Anyway, besides the fact that we seem to have the same teeth (I have no real photographic evidence of this, I just believe it as fact deep in my soul), we also had similar upbringings.

  • Her last name was anglicized when her family migrated to the States – SO WAS MINE.
  • She is of very white, European descent – SO AM I.
  • She attended an all-girls Catholic high school – SO DID I.
  • She is naturally a blonde – AS AM I. (Sort of, I was born dirty blonde, but age has made me more brunette. Give it a few years, Em. You’ll catch up with the genes.)
  • She has freckles – ME TOO.
  • She is (apparently) 5’6″ in height – I’M 5’7″ SO THAT’S BASICALLY THE SAME.
  • And greenish/blueish eyes – CHECK DAT.
  • In a relationship with someone who has an accent – YUP.
  • She is a huge fan of Conan O’Brien (her twitter handle is @stonenobrien, for fuck’s sake) – YES ME TOO.
  • Seems to have an obsession/actual friendship with Ryan Gosling – ONE OF THOSE, YES.

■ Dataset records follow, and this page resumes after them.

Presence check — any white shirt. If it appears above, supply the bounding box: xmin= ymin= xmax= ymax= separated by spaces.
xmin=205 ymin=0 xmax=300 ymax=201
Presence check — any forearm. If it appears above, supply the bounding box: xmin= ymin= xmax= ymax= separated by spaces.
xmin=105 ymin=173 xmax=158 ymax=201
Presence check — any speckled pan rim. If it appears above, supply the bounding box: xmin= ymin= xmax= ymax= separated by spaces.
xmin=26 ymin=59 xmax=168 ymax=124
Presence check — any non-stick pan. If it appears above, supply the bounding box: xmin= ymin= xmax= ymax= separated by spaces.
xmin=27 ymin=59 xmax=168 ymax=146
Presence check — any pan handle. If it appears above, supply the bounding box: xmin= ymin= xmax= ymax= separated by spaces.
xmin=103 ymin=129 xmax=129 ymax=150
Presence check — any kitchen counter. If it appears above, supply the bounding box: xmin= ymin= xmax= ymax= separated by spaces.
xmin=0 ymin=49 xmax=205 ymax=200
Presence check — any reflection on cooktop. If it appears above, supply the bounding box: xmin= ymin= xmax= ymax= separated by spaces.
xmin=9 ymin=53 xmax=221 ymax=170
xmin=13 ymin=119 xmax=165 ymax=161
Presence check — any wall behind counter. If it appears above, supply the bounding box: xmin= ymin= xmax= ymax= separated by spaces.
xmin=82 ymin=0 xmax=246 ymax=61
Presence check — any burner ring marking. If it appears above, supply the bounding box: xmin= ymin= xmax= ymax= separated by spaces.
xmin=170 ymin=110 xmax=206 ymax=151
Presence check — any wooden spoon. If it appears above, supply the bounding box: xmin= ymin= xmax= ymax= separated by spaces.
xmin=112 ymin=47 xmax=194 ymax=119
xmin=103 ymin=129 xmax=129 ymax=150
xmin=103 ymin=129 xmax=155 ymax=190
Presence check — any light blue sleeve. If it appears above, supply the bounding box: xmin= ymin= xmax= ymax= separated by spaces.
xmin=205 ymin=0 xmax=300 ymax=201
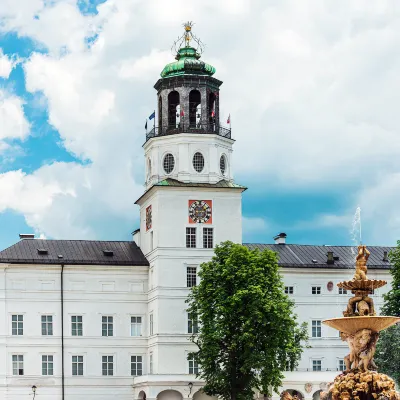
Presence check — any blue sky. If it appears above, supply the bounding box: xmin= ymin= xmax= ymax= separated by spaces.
xmin=0 ymin=0 xmax=400 ymax=248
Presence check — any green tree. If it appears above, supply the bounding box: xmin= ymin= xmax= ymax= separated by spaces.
xmin=375 ymin=241 xmax=400 ymax=385
xmin=187 ymin=242 xmax=308 ymax=400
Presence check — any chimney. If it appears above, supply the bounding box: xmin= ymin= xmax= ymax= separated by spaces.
xmin=382 ymin=251 xmax=389 ymax=262
xmin=19 ymin=233 xmax=35 ymax=239
xmin=326 ymin=251 xmax=335 ymax=264
xmin=274 ymin=232 xmax=287 ymax=244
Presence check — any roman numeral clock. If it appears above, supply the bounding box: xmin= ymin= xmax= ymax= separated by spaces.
xmin=189 ymin=200 xmax=212 ymax=224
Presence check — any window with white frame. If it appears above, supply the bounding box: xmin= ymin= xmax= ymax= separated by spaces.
xmin=203 ymin=228 xmax=214 ymax=249
xmin=149 ymin=314 xmax=154 ymax=336
xmin=312 ymin=360 xmax=322 ymax=371
xmin=186 ymin=228 xmax=196 ymax=249
xmin=311 ymin=286 xmax=321 ymax=294
xmin=42 ymin=355 xmax=54 ymax=375
xmin=12 ymin=354 xmax=24 ymax=375
xmin=42 ymin=315 xmax=53 ymax=336
xmin=186 ymin=267 xmax=197 ymax=287
xmin=71 ymin=315 xmax=83 ymax=336
xmin=188 ymin=357 xmax=199 ymax=375
xmin=11 ymin=314 xmax=24 ymax=336
xmin=101 ymin=356 xmax=114 ymax=376
xmin=149 ymin=353 xmax=153 ymax=375
xmin=101 ymin=315 xmax=114 ymax=336
xmin=131 ymin=317 xmax=142 ymax=336
xmin=131 ymin=356 xmax=143 ymax=376
xmin=285 ymin=286 xmax=294 ymax=294
xmin=311 ymin=320 xmax=322 ymax=338
xmin=188 ymin=313 xmax=199 ymax=333
xmin=72 ymin=356 xmax=83 ymax=376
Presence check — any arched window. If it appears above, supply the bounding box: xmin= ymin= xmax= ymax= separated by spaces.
xmin=158 ymin=96 xmax=162 ymax=130
xmin=189 ymin=89 xmax=201 ymax=128
xmin=168 ymin=90 xmax=180 ymax=129
xmin=207 ymin=92 xmax=216 ymax=130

I mean, this information is kind of overwhelming. We clearly share some DNA strand, because no one else could possibly check all of that off except for me.

Thus, Emma (or shall I call her Emily? Since that’s her real name and what her family/friends call her, heretofore ME.) and I should be reconciled and share Thanksgivings and Christmases together, and any other major holiday we see fit.

Em, what say you?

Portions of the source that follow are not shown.